Prävention: Der Coach von nebenan Patrick Hollstein, 14.10.2014 19:20 Uhr
Ein von der Baden-Württemberg Stiftung gefördertes Präventionsprojekt an Schulen und eine Lebensmittel-Roadshow einer Rentnerin aus Sachsen – unterschiedlicher könnten die Preisträger der Stiftung Rufzeichen Gesundheit! kaum sein. Beiden Ansätzen gemeinsam ist die Grundidee: Prävention funktioniert am besten, wenn sie auf Augenhöhe vermittelt wird.
Den mit 25.000 Euro dotierten Gesundheitspreis erhielt das Projekt „Komm mit in das gesunde Boot“ des Universitätsklinikums Ulm. Seit 2006 gehen die Experten um den Sportmediziner und Kardiologen Professor Dr. Jürgen M. Steinacker an Grundschulen, um Kinder zu einem gesunden Lebensstil zu erziehen.
„Wer selbst Kinder hat, der weiß, wie wichtig Überzeugung ist. Nur wenn sie ihr Verhalten selbst ändern wollen, werden wir mit unserem Konzept erfolgreich sein“, sagte Steinacker bei der Preisverleihung in Baierbrunn. Die Mediziner und Psychologen setzen dabei auf Coaching auf Augenhöhe: Steinacker und sein Team stellen Material zur Verfügung, das Konzept wird dann von den Lehrern gemeinsam mit den Schülern umgesetzt. „Peer to peer“, beschreibt Steinacker den Ansatz, dessen Erfolge er auch wissenschaftlich auswertet.
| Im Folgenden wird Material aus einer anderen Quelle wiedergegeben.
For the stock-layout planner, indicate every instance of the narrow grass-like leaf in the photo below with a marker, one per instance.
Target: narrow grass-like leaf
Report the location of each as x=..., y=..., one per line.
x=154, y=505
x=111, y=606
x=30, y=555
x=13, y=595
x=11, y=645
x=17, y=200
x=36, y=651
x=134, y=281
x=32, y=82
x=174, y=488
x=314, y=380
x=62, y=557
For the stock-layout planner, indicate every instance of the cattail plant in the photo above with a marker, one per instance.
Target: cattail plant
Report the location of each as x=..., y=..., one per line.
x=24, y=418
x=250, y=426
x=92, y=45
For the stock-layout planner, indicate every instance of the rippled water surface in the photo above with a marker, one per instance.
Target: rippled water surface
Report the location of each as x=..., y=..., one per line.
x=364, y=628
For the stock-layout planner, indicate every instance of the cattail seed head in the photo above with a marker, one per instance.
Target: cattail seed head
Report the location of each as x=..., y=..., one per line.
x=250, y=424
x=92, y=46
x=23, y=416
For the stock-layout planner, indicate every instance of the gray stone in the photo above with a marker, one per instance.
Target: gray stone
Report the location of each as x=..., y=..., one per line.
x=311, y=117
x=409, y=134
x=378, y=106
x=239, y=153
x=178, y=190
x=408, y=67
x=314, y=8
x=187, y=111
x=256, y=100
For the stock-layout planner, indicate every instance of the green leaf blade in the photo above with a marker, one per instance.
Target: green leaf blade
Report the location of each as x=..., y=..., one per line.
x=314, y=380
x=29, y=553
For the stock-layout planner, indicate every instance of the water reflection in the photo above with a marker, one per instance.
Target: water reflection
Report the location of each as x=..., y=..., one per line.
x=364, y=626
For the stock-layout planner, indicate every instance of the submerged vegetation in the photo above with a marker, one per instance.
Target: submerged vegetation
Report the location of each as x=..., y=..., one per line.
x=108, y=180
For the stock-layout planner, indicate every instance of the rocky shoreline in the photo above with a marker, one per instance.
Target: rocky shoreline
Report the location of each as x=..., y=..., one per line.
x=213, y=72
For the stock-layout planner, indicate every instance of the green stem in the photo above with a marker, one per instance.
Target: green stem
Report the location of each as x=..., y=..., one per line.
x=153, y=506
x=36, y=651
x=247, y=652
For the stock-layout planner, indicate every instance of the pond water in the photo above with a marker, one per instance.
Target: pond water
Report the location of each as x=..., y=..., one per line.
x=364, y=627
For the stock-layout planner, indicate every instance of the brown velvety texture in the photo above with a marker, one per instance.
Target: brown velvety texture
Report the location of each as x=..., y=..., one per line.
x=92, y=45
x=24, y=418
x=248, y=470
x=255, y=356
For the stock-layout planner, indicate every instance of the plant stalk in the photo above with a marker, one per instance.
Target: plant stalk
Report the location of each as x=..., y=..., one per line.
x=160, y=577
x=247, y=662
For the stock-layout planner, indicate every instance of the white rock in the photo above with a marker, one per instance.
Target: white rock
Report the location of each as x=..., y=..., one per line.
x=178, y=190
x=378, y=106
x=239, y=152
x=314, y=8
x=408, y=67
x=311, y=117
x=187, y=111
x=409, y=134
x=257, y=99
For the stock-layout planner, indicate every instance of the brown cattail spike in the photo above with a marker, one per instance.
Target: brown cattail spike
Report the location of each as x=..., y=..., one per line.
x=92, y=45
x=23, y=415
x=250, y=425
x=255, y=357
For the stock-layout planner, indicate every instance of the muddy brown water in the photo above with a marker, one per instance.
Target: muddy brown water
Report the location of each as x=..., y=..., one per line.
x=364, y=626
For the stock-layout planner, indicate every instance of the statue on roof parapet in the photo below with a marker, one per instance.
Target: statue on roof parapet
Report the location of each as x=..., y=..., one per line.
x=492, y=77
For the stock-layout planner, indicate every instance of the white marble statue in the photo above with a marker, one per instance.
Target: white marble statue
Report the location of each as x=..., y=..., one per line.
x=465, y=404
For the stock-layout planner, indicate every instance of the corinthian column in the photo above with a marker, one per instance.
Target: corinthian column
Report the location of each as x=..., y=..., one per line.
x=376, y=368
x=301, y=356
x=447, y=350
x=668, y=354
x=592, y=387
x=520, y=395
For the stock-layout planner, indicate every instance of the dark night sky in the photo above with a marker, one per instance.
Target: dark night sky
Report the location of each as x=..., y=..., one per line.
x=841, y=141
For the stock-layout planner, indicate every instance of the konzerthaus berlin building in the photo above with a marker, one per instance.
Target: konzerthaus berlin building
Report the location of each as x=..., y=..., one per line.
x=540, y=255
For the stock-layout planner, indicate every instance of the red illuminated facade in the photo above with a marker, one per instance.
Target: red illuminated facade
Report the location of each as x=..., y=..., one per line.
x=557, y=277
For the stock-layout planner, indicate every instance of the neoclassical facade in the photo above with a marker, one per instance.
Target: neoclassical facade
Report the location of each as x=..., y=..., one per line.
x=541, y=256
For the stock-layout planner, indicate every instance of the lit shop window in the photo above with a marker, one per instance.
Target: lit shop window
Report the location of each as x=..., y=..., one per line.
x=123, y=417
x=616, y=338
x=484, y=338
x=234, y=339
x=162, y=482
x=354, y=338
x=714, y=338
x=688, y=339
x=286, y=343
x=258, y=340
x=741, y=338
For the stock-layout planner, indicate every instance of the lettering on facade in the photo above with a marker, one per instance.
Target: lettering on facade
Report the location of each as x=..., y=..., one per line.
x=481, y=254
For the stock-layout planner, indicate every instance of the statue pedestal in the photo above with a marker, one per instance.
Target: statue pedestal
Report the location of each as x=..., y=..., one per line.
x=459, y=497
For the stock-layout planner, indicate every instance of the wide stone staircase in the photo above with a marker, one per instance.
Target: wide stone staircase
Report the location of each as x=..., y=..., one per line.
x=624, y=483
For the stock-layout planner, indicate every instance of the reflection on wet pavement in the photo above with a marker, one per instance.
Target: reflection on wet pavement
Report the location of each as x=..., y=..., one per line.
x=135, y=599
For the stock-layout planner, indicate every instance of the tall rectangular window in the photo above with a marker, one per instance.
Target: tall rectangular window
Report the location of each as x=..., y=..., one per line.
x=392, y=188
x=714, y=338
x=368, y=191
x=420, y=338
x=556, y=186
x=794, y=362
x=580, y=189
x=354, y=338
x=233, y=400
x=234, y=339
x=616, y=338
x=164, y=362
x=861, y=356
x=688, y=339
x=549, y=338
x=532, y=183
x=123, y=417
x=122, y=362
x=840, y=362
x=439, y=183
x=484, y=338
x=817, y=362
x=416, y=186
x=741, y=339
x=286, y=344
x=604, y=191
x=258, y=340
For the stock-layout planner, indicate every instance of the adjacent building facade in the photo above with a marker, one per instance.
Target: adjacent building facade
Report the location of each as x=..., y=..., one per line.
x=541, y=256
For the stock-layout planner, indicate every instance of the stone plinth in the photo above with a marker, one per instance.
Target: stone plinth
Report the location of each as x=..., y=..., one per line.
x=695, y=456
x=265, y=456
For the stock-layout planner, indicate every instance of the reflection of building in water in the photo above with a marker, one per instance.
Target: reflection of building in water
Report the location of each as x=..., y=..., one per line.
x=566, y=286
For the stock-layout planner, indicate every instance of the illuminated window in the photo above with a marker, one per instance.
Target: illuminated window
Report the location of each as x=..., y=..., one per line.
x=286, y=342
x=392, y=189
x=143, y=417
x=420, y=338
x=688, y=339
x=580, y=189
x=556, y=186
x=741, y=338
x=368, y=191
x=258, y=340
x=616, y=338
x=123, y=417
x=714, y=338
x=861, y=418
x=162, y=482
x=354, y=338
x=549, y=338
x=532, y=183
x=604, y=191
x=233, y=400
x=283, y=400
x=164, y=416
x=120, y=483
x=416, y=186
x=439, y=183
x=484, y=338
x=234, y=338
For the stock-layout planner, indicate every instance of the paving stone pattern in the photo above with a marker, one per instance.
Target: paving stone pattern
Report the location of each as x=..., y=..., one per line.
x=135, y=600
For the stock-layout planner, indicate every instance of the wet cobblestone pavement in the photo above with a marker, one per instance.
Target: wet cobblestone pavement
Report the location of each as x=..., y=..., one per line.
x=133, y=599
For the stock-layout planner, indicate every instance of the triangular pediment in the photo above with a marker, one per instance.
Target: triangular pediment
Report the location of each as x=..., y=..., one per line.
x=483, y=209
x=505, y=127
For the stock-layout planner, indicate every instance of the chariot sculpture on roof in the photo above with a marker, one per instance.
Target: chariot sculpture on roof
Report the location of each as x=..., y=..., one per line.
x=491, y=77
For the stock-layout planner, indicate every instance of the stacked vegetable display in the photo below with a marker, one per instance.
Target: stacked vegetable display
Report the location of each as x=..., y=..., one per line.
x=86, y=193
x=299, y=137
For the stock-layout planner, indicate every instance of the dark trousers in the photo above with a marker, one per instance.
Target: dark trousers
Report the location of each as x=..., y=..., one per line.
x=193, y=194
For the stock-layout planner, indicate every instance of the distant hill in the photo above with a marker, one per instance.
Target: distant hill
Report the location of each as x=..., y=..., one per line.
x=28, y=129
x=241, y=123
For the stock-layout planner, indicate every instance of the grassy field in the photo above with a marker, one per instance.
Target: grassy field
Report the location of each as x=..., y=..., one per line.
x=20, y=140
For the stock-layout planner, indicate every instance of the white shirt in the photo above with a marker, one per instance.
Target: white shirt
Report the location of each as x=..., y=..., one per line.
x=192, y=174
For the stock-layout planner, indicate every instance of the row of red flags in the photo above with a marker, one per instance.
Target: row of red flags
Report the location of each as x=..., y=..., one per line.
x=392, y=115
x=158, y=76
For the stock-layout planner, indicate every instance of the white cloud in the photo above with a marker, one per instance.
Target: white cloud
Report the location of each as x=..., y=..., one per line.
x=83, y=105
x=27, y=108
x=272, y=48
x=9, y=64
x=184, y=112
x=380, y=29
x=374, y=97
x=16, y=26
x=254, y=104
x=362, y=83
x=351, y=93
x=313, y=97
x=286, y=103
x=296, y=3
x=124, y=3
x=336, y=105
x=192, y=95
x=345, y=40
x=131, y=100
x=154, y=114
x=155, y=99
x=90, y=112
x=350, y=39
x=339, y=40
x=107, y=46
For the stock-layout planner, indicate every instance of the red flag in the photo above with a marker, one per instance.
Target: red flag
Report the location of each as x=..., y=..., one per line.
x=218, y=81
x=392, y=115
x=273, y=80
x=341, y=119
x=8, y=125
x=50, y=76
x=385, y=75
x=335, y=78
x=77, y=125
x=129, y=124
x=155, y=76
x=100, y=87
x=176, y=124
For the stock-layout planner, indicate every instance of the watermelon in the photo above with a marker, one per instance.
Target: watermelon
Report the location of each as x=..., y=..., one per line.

55.000 Kinder in knapp 700 Klassen und 650 Schulen sind mit dem Projekt bereits erreicht worden, 2000 Lehrer sind beteiligt. Für die große Resonanz hat Steinacker eine einfache Erklärung: „Die Lehrer sind stolz, besser als ihre Kollegen zu sein.“ Bei den Kindern funktioniere das Konzept über Belohnungssysteme. Auch die Familien werden auf diese Weise eingebunden, etwa wenn die Kinder einen Spaziergang oder einen fernsehfreien Tag für die ganze Familie durchsetzen.
Aus dem sächsischen Lauta bei Hoyerswerda kam ein Konzept, das der Jury einen mit 2500 Euro dotierten Sonderpreis wert war: Inge Köhler und ihre Mitstreiterinnen gehen seit sechs Jahren in Kindergärten, Schulen, Vereine und Altenheime, wo sie „von Verbraucher zu Verbraucher“ über ungesunde Inhaltsstoffe in industriell hergestellten Lebensmitteln und Alternativen sprechen. Die Expertise holen sich die Frauen etwa bei Ärzten oder Apothekern.
In der Regel reisen die Frauen vom Projekt „Lebensfreude“ mit einem Koffer an, in dem sie gängige Produkte aus dem Supermarkt dabei haben. „Wenn 75 Würfelzucker neben einer Gummibärchen-Tüte liegen, wird das Ganze viel anschaulicher“, so Köhler.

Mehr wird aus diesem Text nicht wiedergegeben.